CSCS offers internships at various levels and in most organisational units.

Currently, CSCS is offering different types of internships in the field of High Performance Computing for the development and optimization of scientific applications, in order to exploit the coming generations of supercomputing devices.

For the below positions applicants must be enrolled in a Swiss University (Bachelor/Master level) and the internship must be part of their mandatory education. The candidate must be a student in one of the following fields: Computer Science, Mathematics, Physics or related fields. Please note that due to Swiss labour laws the internship must be an imperative part of the education for non-EU 25 / EFTA nationals in order to obtain a cantonal work authorization. Ph.D. students will not be considered.

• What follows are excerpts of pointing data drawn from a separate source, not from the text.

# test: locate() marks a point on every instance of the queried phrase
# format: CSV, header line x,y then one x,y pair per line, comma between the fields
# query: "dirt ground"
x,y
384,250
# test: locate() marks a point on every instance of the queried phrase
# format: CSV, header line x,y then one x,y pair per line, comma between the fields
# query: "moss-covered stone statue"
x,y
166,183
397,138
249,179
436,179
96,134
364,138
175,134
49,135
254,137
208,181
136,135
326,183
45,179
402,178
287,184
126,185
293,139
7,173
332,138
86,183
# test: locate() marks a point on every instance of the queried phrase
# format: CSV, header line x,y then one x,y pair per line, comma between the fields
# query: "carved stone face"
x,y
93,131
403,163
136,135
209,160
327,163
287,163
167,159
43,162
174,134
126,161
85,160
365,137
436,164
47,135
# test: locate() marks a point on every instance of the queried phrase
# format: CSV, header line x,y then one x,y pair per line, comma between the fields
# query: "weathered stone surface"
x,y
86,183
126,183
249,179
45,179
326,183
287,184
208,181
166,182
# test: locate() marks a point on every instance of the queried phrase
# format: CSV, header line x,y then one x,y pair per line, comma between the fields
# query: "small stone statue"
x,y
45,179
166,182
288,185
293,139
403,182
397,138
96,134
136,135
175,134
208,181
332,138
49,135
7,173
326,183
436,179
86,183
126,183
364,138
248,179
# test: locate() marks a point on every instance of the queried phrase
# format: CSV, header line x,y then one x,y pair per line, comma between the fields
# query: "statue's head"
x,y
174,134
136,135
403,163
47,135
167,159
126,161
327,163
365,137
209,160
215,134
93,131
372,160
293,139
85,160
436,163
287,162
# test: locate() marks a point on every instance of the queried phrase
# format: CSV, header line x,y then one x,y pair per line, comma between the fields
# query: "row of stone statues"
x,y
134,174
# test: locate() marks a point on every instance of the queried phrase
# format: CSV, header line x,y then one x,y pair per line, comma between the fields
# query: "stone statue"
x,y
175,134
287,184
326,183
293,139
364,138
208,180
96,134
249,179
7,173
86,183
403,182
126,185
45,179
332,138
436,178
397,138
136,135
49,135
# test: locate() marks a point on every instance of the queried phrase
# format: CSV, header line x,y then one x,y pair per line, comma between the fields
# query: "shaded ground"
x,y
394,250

The ideal candidate is a team player and feels comfortable working in an international environment. Excellent command of written and spoken English (our official working language) is a must.

We look forward to receiving your complete online application, which we ask you to submit to Stephanie Frequente, CSCS, via Trevano 131, 6900. Please specify in your application explicitly a maximum of 2 topics which fit your interests. As there is a high demand for the internships in certain periods and we can only offer 2 internships per quarter, kindly also state your availability. The closing date for applications is 30th November 2017. Applications will only be reviewed immediately after the closing date.

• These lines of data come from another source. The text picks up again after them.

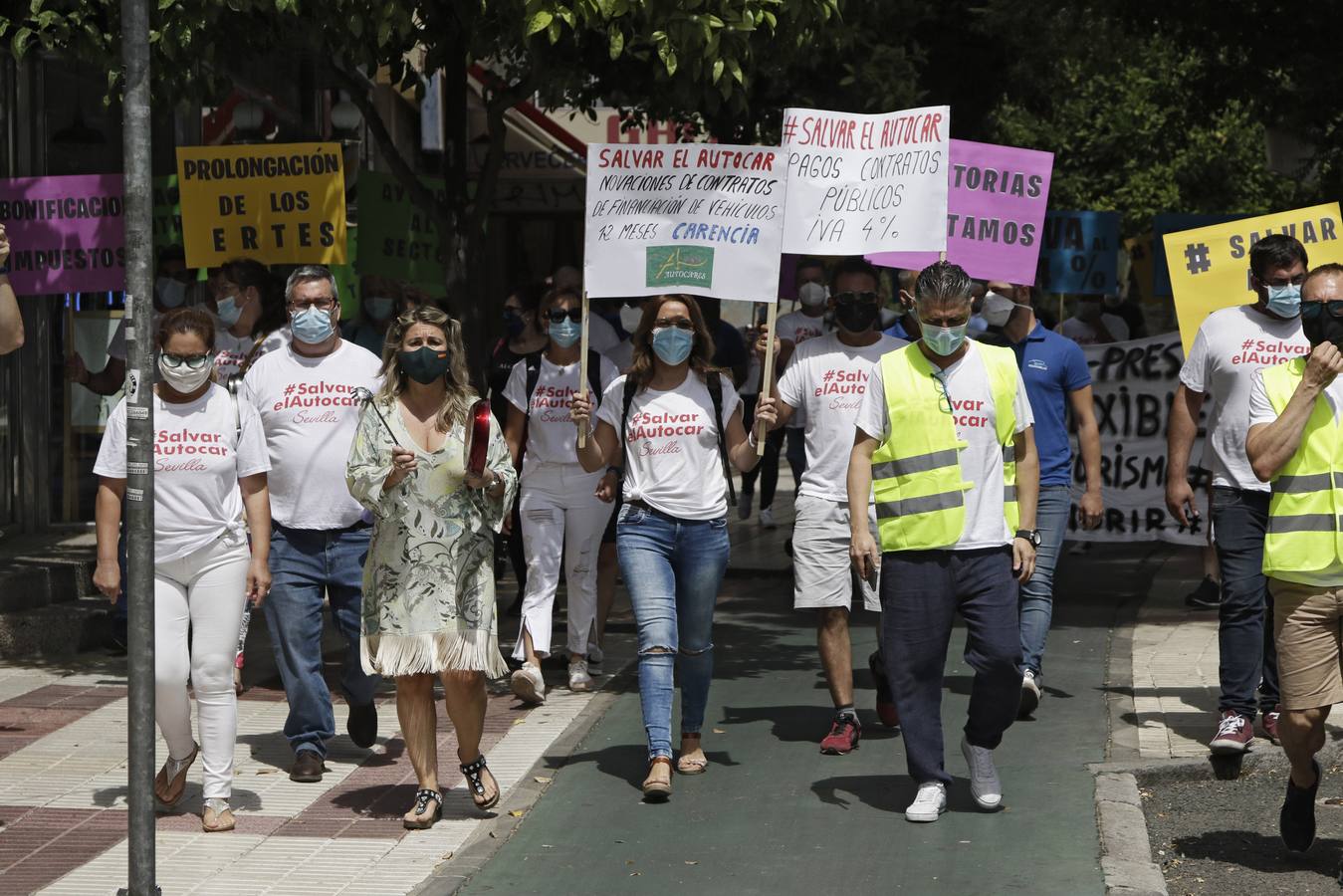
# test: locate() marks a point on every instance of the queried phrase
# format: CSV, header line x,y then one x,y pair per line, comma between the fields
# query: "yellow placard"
x,y
278,203
1211,266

For further information, please contact Dr. Claudio Gheller by email (no applications).

Python and High-performance software containers

Docker containers are a convenient way of packaging and deploying software that requires numerous and complex dependencies. The use of such containers in HPC environments is a rapidly emerging trend, however it imposes some unique challenges.

The objective of this internship is to develop and demonstrate new features for Shifter, a Docker-compatible container technology currently operating at scale on CSCS systems:

These enhancements are intended to enable innovative workflows and push the boundaries of software containers in HPC platforms.

The candidate should have experience in software development using Python. Previous experience with Linux, C++ or knowledge about Docker are certainly beneficial.

The details of the work plan will be defined according to the candidate’s experience and background.

Duration: 3 months
: Lucas Benedicic
Working place: Lugano

Extensions of the CLAW framework for porting code to multiple target architectures

The CLAW framework provides source-to-source translation of application code, which interprets a small set of parallelization directives. Currently it generates output source code containing OpenMP (multi-threading) or OpenACC (many-core) directives which are optimized for a specified target architecture (e.g., multi-core CPUs, Xeon Phi or GPGPUs). In this internship the candidate would extend CLAW in key ways to make it easier for the application developer to use and/or to generate more optimal code.  The CLAW framework is based on the OMNI compiler ( and uses Java to perform the code translation.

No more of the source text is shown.